JERUSALEM — Israel’s education minister voiced support Saturday for so-called gay “conversion therapy,” drawing a disavowal from Prime Minister Benjamin Netanyahu, whose government’s religious-rightist tilt has worried liberals at home and backers abroad. 

Conversion therapy, an attempt to alter sexual orientation or gender identity through psychological, spiritual and, in extreme cases, physical means, has been widely discredited in the West and condemned by professional health associations such as the American Medical Association as potentially harmful. 

Rafael Peretz, an Orthodox rabbi and head of the ultranationalist United Right party who assumed the education portfolio in the Netanyahu-led coalition last month, said in a television interview he believed conversion therapy can work. 

“I have a very deep familiarity with the issue of education, and I have also done this,” he told Israel’s Channel 12 TV. 

‘Let’s think’

Giving an example of a gay person he said he had tended to, Peretz said: “First of all, I embraced him.

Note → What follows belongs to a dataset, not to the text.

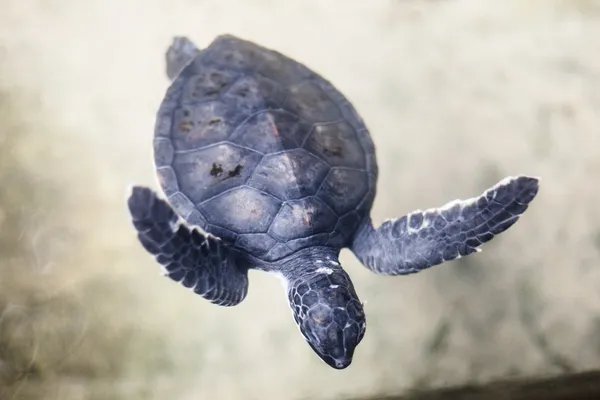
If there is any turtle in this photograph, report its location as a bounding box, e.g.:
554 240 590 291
127 34 540 370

I said very warm things to him. I told him, ‘Let’s think. Let’s study. And let’s contemplate.’ The objective is first of all for him to know himself well … and then he will decide.” 

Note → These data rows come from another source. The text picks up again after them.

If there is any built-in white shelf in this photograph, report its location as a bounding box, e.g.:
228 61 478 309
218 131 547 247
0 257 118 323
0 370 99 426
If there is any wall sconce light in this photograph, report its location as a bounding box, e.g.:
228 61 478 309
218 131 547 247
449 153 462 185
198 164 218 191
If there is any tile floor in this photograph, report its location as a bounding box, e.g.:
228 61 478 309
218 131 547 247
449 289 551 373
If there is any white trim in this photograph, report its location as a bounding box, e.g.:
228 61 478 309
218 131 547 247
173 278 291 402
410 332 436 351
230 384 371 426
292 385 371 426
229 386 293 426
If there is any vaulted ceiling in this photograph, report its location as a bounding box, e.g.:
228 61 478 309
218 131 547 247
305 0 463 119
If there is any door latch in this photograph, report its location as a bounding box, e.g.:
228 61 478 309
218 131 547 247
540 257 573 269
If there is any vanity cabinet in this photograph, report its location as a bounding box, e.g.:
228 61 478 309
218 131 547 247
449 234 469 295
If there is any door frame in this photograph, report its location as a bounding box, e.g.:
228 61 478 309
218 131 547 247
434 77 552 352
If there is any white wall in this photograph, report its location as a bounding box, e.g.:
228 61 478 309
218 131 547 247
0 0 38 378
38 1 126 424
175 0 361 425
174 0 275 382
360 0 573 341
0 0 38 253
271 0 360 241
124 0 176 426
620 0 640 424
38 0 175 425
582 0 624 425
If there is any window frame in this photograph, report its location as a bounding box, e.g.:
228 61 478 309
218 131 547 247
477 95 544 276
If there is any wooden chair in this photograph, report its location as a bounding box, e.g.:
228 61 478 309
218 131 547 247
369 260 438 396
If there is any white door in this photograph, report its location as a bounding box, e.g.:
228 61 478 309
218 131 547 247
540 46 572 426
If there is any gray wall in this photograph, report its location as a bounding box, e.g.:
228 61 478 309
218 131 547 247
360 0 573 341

The remarks sparked furor in Israel’s center-left opposition, which ahead of a September election has sought to cast Netanyahu as enabling Orthodox indoctrination in a country whose majority Jews mostly identify as secular or of less stringent religious observance. 

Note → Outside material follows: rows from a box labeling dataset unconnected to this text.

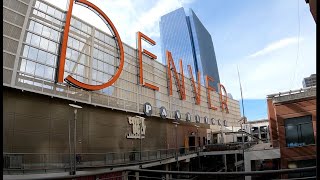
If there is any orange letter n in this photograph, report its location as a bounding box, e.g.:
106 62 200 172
188 65 201 105
206 75 218 110
219 84 229 113
137 32 159 91
166 51 186 100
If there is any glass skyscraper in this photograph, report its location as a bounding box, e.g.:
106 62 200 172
160 8 220 90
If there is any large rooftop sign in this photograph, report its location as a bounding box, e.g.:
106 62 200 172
56 0 229 113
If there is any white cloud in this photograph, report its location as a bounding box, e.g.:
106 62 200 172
219 37 316 99
46 0 194 49
248 37 303 58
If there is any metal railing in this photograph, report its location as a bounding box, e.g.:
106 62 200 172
3 143 258 174
3 147 201 174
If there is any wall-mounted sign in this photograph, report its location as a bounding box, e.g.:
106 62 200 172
186 113 191 122
160 106 168 119
203 116 209 124
223 120 228 126
127 116 146 139
143 102 152 116
211 118 216 125
56 0 229 114
218 119 221 126
174 110 181 121
195 114 200 123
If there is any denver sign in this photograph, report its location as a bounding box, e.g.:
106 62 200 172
57 0 229 113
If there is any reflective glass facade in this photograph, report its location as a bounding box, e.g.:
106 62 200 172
160 8 220 90
160 8 196 77
3 0 240 124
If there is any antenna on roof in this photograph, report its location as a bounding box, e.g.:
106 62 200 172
237 65 245 123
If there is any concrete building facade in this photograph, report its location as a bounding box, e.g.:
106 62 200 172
267 87 317 178
3 0 240 170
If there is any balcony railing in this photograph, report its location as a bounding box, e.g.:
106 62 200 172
3 143 258 174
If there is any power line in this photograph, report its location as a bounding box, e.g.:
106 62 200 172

Israel’s LGBT Task Force, an advocacy group, demanded Peretz be fired, saying in a statement his views were “benighted.” 

Shortly after the interview aired at the end of the Jewish Sabbath, Netanyahu said he spoke to Peretz for “clarification.” 

“The education minister’s remarks regarding the pride community are unacceptable to me and do not reflect the position of the government that I head,” the premier said in a statement. 

Earlier furor

It was the second flap Peretz had caused in less than a week. Israeli media reported that he had told fellow Cabinet members on Tuesday that the intermarriage of Jews and gentiles in the diaspora amounted to a “second Holocaust.” 

The comparison stirred up anger among U.S. Jews, who are mostly non-Orthodox, and drew a rebuke from the Anti-Defamation League, which said such statements cheapened the Holocaust. 

Speaking to Channel 12, Peretz described himself as striving to balance respect for others, no matter their sexual orientation, with his duties as a religious leader. 

“I honor everyone as people. I admit that I, personally — I am a rabbi of Israel. Our Torah tells us other things. But that does not mean that I look about now and give them grades,” he said.